Data plane outage during control plane outage
search cancel

Data plane outage during control plane outage

book

Article ID: 324869

calendar_today

Updated On:

Products

VMware NSX Networking

Issue/Introduction

Symptoms:
In an environment where the DLR Control VM is deployed either in HA mode or standalone with dynamic routing is configured, you see these symptoms:
  • Data plane experiences outage, no more dynamic routes on the ESXi hosts.
  • DLR Control VM sending explicit ‘leave’ message to the Controller will remove dynamic routes on the ESXi hosts. No route situation on the hosts will cause data plane outage in the North-South direction.
  • In the NSX Controller logs, you see entries similar to:

    2018-01-19 20:45:08,525 62097502 [vdr worker 0] INFO com.vmware.controller.apps.vdr.VdrService  - VSE Connection [ip=10.254.33.27:44761, cnnId=2] leave vdr 0x23a8 locale 00000000-0000-0000-0000-000000000000, explicit leave true

    2018-05-10 03:52:37,947 43058651830 [vdr worker 3] INFO com.vmware.controller.apps.vdr.config.RouteConfig  - vdrId <vdr_id> is in softflush state and EOM is received

    2018-01-19T20:45:39.950105+00:00 2018-05-10 03: 52:39,949 43058653832 [vdr worker 3] INFO com.vmware.controller.apps.vdr.VdrService  - Closing vdr <vdr_id> for connection Connection [ip=10.254.33.24:40435, cnnId=1790]

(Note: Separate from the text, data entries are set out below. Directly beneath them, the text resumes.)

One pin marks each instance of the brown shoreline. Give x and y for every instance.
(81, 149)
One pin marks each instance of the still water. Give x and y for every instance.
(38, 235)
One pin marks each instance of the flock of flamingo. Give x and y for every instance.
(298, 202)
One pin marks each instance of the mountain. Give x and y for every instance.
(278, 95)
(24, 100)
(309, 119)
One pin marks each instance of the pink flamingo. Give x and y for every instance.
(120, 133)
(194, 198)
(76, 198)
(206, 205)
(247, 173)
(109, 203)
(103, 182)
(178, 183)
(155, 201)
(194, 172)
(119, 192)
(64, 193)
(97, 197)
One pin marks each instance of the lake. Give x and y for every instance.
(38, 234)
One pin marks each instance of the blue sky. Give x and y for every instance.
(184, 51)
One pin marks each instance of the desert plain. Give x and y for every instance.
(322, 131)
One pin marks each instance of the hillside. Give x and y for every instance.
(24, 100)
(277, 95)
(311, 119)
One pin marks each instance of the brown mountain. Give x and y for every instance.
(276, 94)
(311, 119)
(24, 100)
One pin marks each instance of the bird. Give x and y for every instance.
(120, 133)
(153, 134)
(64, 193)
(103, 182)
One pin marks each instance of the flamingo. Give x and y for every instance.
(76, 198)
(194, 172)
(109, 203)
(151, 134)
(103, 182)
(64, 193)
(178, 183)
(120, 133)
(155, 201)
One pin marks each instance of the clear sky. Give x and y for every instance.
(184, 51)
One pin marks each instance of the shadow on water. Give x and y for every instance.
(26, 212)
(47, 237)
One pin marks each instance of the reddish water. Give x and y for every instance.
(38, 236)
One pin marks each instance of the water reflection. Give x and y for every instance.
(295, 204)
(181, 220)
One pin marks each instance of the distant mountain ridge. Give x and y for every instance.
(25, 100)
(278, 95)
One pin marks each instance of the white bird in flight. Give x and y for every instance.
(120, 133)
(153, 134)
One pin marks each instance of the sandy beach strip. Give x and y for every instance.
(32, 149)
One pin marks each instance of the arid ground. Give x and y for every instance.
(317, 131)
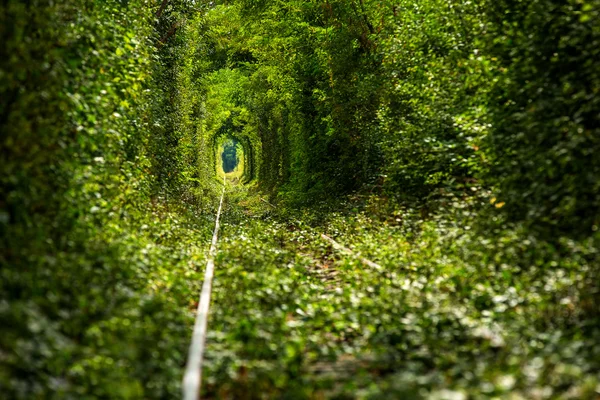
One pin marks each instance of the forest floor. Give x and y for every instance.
(294, 317)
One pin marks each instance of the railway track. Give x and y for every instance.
(192, 381)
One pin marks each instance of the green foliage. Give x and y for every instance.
(96, 278)
(453, 312)
(544, 112)
(466, 132)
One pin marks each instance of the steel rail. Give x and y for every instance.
(192, 380)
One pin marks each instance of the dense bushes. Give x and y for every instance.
(544, 112)
(93, 288)
(113, 113)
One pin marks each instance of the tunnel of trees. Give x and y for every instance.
(472, 125)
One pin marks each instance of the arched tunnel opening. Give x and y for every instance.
(230, 157)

    Note: The preceding log excerpts are only examples. Date, time, and environmental variables may vary depending on your environment.


Environment

VMware NSX for vSphere 6.3.x
VMware NSX for vSphere 6.2.x

Cause

This issue occurs if the DLR Control VM is disconnected (For example: Shutdown, switchover, etc.) from the NSX Controller Cluster, the NSX Controllers cluster will initiate a flush of the dynamic routes on all the ESXI hosts (related to that DLR Control VM).

Resolution

This issue is resolved in: Note: After the fix, the NSX Controllers cluster keep the routes even if the DLR Control VM is disconnected to the Controller or switchover to standby DLR Control VM.

Additional Information

Impact/Risks:
Control plane outage can affect data plane by removing dynamically learned routes from DLR instance.